La Bigamie. Eh oui, il y eut des cas de bigamie. On voyageait beaucoup, des Maltais se mariaient à l'étranger, puis "oubliaient" leur premier foyer, revenaient au pays et en fondaient un deuxième. D'autres réduits en esclavage dans un pays musulman, une fois libérés, épousaient une femme du pays. Et pris de nostalgie, ils retournaient à Malte et épousaient une "payse". Du côté des femmes, certaines attendirent longtemps le retour d'un mari. S'était-il noyé au cours d'un naufrage ? Tué au cours d'un abordage ? Mort en captivité ? Des témoins affirmaient qu'il était mort, alors elles se remariaient. Et le mari réapparaissait! Que de situations dramatiques et de mélodrames peut-être...

Aussi, l'Eglise veillait à ce que ces désordres se produisent le moins possible. Elle exigeait des marins et voyageurs d'abord un certificat de baptême, une attestation de leur Evêque et de deux témoins qu'ils étaient bien célibataires, pour pouvoir se marier à Malte.

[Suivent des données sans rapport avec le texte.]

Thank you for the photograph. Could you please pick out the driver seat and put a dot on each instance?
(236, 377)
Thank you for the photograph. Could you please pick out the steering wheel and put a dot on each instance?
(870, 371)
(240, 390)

Entre 1750 et 1790, il y eut 3.251 demandes d'autorisation de mariage. Les faux témoins étaient fouettés en public et condamnés à 5 ans de galère. A la même époque, 359 femmes sans nouvelles du mari demandaient à se remarier…

Cortège Nuptial de Gianni VellaLe cortège nuptial
Par Gianni VELLA,
peintre du XIXème siècle

Le cortège est précédé par des porteurs de gâteaux et par une charmante demoiselle d’honneur un bouquet à la main.

Un violoniste et un guitariste jouent des airs joyeux et on peut supposer qu’ils chantent et même qu’ils improvisent des souhaits de bonheur, comme c’était la tradition.

Le jeune couple avance sous un dais tenu par des témoins. D’une fenêtre voisine, on lance du riz en signe de porte-bonheur et des sucreries ou des amandes que les enfants s’empressent de ramasser.

Au fond, les belles-mamans… et Vive la Mariée !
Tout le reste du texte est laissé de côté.